Get Out, het regiedebuut van komiek Jordan Peele, is officieel een (komische) thriller. Maar het bloed dat in de tweede helft van de twee uur en tien minuten rijkelijk vloeit en zelfs de opgelichte schedelkap zijn de minst angstaanjagende aspecten van de film. De echte horror die Peele blootlegt, aldus de Amerikaanse media die vrijwel unaniem lovend zijn over de film, is het feit dat het postraciale tijdperk in Amerika een illusie is. Het land dat in 2008 en 2012 Barack Obama tot president koos, is níet voorbij rassenverschil en discriminatie.
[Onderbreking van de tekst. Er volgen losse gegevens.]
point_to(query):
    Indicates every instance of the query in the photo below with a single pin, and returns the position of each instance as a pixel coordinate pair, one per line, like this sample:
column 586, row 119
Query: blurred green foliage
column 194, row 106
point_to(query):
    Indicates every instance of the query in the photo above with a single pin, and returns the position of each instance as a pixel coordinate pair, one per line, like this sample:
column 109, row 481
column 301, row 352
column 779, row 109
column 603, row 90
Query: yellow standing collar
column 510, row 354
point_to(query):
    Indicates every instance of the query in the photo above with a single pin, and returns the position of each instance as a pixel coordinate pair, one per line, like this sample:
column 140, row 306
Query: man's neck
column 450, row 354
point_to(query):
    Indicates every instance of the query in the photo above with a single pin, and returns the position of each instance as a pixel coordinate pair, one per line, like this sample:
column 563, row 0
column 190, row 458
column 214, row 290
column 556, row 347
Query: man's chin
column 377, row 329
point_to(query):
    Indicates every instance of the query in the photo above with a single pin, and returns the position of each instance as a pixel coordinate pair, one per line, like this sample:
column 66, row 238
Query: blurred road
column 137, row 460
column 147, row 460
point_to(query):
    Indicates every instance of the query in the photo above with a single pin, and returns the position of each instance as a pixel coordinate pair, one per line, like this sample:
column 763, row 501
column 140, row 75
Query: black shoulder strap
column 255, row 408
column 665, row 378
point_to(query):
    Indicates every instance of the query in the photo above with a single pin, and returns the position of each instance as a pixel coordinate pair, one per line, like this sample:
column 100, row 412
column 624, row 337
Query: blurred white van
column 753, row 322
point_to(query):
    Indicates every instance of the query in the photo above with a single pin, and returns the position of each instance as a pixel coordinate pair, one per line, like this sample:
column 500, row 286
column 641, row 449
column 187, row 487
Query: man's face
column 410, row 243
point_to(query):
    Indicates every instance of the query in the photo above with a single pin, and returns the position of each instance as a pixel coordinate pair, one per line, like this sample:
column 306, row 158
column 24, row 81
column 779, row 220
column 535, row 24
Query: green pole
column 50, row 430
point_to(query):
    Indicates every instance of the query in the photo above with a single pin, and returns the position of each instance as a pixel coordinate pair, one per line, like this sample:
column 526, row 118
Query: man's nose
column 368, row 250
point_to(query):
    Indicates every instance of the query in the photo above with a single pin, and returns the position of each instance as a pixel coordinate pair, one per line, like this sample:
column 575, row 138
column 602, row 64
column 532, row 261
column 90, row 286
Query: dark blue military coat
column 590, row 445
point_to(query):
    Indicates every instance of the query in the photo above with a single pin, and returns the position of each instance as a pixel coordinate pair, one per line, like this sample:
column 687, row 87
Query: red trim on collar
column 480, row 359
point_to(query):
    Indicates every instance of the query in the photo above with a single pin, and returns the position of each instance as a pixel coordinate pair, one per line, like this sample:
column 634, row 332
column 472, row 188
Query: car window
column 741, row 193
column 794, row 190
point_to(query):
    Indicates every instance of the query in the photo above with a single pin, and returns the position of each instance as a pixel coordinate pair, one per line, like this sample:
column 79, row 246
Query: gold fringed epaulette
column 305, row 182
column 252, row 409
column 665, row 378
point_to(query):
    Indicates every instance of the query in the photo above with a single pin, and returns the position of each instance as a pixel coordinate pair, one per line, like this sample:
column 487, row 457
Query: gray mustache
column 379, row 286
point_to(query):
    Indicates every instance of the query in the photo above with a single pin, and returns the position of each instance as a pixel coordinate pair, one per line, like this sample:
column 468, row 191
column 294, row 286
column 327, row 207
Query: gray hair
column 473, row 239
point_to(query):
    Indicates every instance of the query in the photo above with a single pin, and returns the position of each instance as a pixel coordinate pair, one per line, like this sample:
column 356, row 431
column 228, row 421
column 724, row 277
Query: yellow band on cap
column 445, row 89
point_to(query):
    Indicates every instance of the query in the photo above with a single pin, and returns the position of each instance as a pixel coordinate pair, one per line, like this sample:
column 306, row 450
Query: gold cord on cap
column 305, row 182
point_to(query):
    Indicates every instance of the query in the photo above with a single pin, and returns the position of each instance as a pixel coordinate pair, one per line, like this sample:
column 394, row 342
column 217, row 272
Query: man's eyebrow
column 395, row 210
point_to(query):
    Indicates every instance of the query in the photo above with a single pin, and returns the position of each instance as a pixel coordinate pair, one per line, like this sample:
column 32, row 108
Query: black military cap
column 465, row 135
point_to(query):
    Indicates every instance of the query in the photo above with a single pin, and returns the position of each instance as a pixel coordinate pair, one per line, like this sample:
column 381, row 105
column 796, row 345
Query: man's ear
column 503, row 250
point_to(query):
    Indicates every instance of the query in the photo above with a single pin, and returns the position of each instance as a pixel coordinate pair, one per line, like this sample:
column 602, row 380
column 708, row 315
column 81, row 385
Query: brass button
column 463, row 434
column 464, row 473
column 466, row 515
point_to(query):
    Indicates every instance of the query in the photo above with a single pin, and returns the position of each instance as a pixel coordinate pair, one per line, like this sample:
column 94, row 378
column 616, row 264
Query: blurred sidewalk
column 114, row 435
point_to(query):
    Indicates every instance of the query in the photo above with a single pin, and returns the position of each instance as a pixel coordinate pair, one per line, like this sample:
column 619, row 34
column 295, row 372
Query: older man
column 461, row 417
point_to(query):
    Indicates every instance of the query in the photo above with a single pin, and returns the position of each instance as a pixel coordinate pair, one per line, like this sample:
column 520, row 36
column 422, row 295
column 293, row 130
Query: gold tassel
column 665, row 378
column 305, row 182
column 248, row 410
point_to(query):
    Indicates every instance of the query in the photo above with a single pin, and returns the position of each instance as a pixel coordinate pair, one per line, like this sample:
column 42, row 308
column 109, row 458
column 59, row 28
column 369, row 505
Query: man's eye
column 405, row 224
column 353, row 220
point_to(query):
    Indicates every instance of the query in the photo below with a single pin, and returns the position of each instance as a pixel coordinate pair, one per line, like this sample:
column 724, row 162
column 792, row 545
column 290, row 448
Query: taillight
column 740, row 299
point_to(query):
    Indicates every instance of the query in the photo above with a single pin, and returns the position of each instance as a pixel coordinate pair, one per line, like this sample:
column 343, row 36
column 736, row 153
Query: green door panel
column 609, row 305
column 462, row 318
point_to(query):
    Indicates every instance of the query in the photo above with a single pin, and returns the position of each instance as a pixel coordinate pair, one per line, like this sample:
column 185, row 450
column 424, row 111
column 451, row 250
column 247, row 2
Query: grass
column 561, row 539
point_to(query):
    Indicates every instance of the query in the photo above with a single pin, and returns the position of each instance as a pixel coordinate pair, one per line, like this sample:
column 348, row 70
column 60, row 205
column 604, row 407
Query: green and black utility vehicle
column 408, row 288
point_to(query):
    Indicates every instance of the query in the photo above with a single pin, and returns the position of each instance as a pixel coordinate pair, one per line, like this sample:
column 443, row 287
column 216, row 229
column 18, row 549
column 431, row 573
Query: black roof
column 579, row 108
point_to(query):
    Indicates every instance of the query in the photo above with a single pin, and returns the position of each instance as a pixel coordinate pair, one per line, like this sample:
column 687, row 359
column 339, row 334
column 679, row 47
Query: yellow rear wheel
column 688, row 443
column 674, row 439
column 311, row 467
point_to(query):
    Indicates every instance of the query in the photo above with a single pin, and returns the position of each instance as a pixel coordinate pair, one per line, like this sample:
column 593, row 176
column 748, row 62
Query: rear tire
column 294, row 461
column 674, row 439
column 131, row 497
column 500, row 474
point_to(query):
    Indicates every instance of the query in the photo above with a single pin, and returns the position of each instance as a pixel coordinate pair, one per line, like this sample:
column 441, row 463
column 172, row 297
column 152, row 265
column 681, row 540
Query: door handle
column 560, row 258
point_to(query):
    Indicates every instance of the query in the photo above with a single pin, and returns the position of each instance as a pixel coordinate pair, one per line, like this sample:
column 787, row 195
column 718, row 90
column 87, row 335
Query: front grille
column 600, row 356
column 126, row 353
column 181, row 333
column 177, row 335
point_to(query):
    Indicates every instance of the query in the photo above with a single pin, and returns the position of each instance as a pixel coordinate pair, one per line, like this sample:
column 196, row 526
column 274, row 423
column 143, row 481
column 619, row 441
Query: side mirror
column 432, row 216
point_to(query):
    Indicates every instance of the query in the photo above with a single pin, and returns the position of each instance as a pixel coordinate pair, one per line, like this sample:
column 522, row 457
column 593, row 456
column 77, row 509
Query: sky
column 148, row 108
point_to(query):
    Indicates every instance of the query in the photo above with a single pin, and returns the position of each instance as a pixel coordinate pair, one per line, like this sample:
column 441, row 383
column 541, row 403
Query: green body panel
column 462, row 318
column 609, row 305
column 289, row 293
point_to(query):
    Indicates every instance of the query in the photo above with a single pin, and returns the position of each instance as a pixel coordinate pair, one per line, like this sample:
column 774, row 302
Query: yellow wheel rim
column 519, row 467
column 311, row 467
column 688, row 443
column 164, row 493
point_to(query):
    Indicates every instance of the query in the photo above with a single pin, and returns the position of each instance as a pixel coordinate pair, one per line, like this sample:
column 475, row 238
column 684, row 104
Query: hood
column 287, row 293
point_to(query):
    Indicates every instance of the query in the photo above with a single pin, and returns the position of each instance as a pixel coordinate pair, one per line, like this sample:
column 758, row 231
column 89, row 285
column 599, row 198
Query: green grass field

Nu is dat sinds 8 november geen grote verrassing meer (Peele schreef en maakte Get Out in het Obama-tijdperk) maar in Peele’s film zijn het niet de gebruikelijke rednecks of zelfs Trump-stemmers die het gevaar vormen voor de Afro-Amerikaanse hoofdpersoon Chris, maar de links-liberalen. De vader van zijn blanke vriendin Rose bijvoorbeeld die hem bij de eerste ontmoeting vertelt dat hij voor een derde keer op Obama had gestemd, als het een optie was geweest, en hem constant ‘my man’ noemt om te laten zien hoe ruimdenkend hij wel niet is. Of vrienden van haar familie die hem spontaan vertellen dat ze Tiger Woods, ook Afro-Amerikaans, kennen en opgewonden aan Rose vragen of het waar is wat ze zeggen over donkere mannen in bed terwijl ze aan Chris’ spieren voelen.
En dan moet de echte horror nog beginnen.